Nagel mich jetzt nicht fest, wer es war, aber ein smarter Investor hat irgendwann einmal gesagt, dass grundsätzlich jedes intelligente Investieren Value Investing sei. Eine Sichtweise, die ich durchaus bereits das eine oder andere Mal geteilt habe.

Egal ob man sich selbst als Wachstumsinvestor oder eher defensiven Investor oder auch als Einkommensinvestor definiert, im Grunde suchen wir alle nach einer Sache: nach einer unterbewerteten Aktie, an deren künftigem Erfolg wir partizipieren.

In letzter Zeit tauchen jedoch vermehrt Schlagzeilen auf, wonach Value Investing tot sei oder ausgedient habe.
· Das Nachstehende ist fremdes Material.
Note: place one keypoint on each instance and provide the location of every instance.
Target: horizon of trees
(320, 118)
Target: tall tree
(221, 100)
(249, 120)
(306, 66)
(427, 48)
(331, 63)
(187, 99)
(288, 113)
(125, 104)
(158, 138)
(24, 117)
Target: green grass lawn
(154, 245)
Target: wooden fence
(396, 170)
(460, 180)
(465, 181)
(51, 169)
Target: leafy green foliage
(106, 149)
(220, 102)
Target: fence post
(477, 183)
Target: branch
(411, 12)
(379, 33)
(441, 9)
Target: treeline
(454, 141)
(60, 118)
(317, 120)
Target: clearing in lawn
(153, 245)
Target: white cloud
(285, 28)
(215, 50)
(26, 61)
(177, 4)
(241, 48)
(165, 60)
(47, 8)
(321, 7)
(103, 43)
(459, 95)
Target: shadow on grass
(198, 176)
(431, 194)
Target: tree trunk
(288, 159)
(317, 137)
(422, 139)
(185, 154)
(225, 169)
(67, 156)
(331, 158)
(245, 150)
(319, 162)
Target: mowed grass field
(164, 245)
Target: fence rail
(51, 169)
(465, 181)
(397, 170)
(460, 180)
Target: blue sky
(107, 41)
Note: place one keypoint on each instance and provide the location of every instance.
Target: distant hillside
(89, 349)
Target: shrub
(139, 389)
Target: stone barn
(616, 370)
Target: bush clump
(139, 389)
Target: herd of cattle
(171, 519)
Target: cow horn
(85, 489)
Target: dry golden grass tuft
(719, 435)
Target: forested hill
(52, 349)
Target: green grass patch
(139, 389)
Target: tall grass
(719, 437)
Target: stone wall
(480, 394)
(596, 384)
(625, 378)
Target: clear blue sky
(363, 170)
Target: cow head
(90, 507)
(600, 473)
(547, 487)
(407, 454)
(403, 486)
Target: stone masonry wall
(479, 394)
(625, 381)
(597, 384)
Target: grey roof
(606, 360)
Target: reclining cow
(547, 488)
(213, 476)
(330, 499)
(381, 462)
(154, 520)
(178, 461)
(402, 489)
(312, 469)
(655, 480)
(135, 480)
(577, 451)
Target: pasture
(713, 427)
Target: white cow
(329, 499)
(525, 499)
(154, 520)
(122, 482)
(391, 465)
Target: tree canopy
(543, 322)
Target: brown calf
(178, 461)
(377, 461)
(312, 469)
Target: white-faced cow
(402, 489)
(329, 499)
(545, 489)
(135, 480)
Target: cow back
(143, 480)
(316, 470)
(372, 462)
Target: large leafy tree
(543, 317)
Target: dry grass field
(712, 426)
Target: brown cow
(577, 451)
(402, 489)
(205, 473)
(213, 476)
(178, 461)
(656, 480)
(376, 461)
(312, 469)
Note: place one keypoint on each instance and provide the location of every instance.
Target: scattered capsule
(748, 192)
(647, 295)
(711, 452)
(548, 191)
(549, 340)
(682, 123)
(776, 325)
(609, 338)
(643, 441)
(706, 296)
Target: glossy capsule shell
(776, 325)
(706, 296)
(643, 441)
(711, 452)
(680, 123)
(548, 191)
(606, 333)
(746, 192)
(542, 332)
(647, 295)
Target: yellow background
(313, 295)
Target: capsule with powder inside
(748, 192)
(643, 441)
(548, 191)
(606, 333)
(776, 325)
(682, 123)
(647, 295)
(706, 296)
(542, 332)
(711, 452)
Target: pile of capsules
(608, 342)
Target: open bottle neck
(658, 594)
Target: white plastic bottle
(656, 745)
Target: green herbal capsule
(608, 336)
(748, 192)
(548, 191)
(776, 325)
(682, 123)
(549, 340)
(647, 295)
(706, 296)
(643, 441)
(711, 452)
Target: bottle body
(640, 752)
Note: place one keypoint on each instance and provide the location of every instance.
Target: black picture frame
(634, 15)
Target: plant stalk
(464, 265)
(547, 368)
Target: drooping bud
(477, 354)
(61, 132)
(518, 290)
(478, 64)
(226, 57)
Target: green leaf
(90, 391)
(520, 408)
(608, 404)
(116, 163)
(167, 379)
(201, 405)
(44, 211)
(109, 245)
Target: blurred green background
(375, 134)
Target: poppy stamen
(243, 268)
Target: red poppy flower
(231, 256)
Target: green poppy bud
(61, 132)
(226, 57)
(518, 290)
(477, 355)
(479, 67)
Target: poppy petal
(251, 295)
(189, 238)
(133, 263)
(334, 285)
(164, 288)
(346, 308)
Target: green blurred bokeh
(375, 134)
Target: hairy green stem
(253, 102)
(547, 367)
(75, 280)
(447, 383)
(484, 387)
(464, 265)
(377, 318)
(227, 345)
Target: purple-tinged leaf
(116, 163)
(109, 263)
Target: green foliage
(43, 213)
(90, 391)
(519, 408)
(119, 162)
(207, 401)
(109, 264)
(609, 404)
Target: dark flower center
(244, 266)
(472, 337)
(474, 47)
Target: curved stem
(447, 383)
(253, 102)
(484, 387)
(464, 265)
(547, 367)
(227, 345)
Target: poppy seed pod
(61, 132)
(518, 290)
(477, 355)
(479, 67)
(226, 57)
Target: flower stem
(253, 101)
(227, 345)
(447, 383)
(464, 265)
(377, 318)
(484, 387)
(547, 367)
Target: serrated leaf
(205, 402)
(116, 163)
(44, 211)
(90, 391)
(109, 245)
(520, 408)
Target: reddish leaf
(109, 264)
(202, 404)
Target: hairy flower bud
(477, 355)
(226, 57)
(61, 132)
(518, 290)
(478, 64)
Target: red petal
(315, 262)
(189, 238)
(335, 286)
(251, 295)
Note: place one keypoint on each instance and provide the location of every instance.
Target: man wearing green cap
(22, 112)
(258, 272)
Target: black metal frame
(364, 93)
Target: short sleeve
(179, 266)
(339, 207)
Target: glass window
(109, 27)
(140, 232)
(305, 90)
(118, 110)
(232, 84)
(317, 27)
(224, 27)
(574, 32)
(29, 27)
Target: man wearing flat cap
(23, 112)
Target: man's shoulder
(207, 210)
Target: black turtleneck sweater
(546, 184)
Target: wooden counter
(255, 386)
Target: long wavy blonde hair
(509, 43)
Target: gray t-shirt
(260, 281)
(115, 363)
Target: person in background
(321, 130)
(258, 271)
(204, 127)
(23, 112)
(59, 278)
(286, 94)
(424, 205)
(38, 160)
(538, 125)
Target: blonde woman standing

Schockschwere Not! Lass uns daher im Folgenden einmal schauen, was es mit derzeitigen Meldungen auf sich hat.

Das klassische Value Investing ist tot

Doch bevor wir richtig fachlich einsteigen, noch ein kleiner Hinweis. Im Grunde genommen drehen sich viele solche Meldungen nicht darum, dass sämtliches Investieren nach Value-Gesichtspunkten ausgedient habe, sondern lediglich ein kleiner Bereich dessen. Das klassische Value Investing.

Hierunter subsumieren viele nach wie vor das lediglich kennzahlenbasierte Investieren und das Identifizieren von vielversprechenden Aktien mit Turnaround-Potenzial alleine aufgrund von Kennzahlen. Häufig liest man in diesem Kontext sogar von einer sogenannten Zigarettenstummel-Methode, wonach man gezielt nach Unternehmen unter ihrem Buchwert sucht.

In der Hoffnung, dass diese kurz- bis mittelfristig wieder an ihren hypothetischen Liquidationswert heranreichen. Quasi wie ein Zigarettenstummel, den man noch einmal anzünden kann und der in vielen Fällen noch einmal aufglüht.

Und, ja, unter dieser Prämisse kann ich der Aussage, dass dieses Prinzip des Investierens tot ist, durchaus zustimmen. Alleine ein Blick auf die Deutsche Bank (WKN: 514000) unterstreicht, dass eine günstige Bewertung nicht mehr als Indikator für eine Turnaround-Story herhalten muss. Sondern dass günstig manchmal einfach nicht günstig genug ist, denn die Aktie des Geldhauses scheint unentwegt nach neuen Rekordtiefs Ausschau zu halten.

Was stattdessen gefragt ist

Bleibt natürlich die spannende Frage, welches Investieren denn gefragt ist, wenn das Value Investing ausgedient hat. Wenn du mich fragst, eine abgewandelte Form des klassischen Investierens nach Value-Gesichtspunkten, das wir Fools als unternehmensorientiertes Investieren definieren.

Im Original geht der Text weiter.